# Goat Caretaker



## feederseaters (Nov 8, 2009)

A local fruit and vegie farmer approached me recently and asked if I would consider being a caretaker for a herd that he plans on getting to draw in customers for his fruit farm. I am interested in the idea, and although I have only owned goats for a year or so, I have always raised other farm animals and I went to school for animal husbandry/wildlife ecology. I am confident in my abilities to to assist him (especially with resources like this forum and the yahoo group). However I was wondering, if your were approached with the same offer, what would you choose to charge for different services?
I would imagine he wants bottle babies so there is no transition time to become bonded. Does $10 a day plus the cost of milk per every two goats sound reasonable If I did it in my own barn? What about the following services, what would you charge: trimming, worming, bathing, external pest treatments, training (stand, back, stay, spin to right/left and basic manners), breeding/milking services (assuming he wants does in milk).
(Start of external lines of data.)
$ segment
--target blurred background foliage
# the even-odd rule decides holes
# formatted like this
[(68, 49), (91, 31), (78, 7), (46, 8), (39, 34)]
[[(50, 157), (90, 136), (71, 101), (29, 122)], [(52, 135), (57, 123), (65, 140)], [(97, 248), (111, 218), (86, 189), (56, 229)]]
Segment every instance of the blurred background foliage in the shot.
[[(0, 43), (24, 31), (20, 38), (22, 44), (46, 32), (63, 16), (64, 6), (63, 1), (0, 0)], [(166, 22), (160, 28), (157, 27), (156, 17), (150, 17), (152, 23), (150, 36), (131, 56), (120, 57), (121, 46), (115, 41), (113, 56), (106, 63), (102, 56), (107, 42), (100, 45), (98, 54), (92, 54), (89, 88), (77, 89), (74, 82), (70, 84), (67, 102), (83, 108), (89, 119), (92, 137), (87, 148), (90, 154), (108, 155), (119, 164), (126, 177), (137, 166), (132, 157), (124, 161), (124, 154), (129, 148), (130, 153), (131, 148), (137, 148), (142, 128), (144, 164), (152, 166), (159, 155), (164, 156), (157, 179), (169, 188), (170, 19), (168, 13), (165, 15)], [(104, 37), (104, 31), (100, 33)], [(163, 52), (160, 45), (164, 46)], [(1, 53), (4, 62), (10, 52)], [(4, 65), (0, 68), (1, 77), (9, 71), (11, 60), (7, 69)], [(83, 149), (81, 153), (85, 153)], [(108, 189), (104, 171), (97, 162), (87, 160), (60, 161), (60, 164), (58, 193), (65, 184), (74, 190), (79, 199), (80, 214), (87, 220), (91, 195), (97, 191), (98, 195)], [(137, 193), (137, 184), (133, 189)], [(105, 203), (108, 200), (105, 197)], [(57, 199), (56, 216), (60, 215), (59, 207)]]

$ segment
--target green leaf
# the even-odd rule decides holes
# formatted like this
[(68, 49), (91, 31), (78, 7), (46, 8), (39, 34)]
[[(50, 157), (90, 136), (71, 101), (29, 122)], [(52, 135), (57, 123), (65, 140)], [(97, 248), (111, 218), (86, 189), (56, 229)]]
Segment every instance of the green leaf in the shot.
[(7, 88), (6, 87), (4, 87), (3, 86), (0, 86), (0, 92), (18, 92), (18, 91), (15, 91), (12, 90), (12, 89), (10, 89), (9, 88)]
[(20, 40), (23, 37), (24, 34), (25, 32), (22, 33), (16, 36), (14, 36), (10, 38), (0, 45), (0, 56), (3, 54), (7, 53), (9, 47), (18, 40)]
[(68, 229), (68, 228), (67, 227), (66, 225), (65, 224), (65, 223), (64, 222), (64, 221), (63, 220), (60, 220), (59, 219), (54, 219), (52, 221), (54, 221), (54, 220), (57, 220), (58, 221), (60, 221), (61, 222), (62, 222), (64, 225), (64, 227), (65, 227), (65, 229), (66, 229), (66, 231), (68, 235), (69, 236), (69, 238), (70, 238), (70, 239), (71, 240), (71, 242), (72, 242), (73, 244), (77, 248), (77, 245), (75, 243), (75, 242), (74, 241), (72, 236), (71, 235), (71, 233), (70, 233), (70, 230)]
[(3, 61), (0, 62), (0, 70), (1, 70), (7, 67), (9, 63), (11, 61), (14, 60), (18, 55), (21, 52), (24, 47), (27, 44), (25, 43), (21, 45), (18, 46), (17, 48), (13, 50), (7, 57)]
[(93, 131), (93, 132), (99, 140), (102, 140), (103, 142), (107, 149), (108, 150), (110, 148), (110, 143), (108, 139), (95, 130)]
Then of course there are emergency services and the associated boarding fees that would go along with it. 
There are so many things that goats could require and if he was just a local farmer looking to keep a herd and wanted sound advice...I would dish it out in wheelbarrows, however this farmer is completely clueless when it comes to animals. He grows fruits and veggies so I know I would end up holding his hand through the whole thing. Plus, he is only doing it to make money for his farm. I am not inclined to "volunteer" my labor and knowledge for him to earn money on it. I do that enough at the horse farm :roll: I see this as an opportunity to make money doing what I love. I don't want to take advantage of him, but I too do not want to be taken advantage of. What would you consider a fair deal?
Any advice would be appreciated.


----------



## cryptobrian (Apr 26, 2012)

feederseaters said:


> ... However I was wondering, if your were approached with the same offer, what would you choose to charge for different services? ... What about the following services, what would you charge: trimming, worming, bathing, external pest treatments, training (stand, back, stay, spin to right/left and basic manners) ...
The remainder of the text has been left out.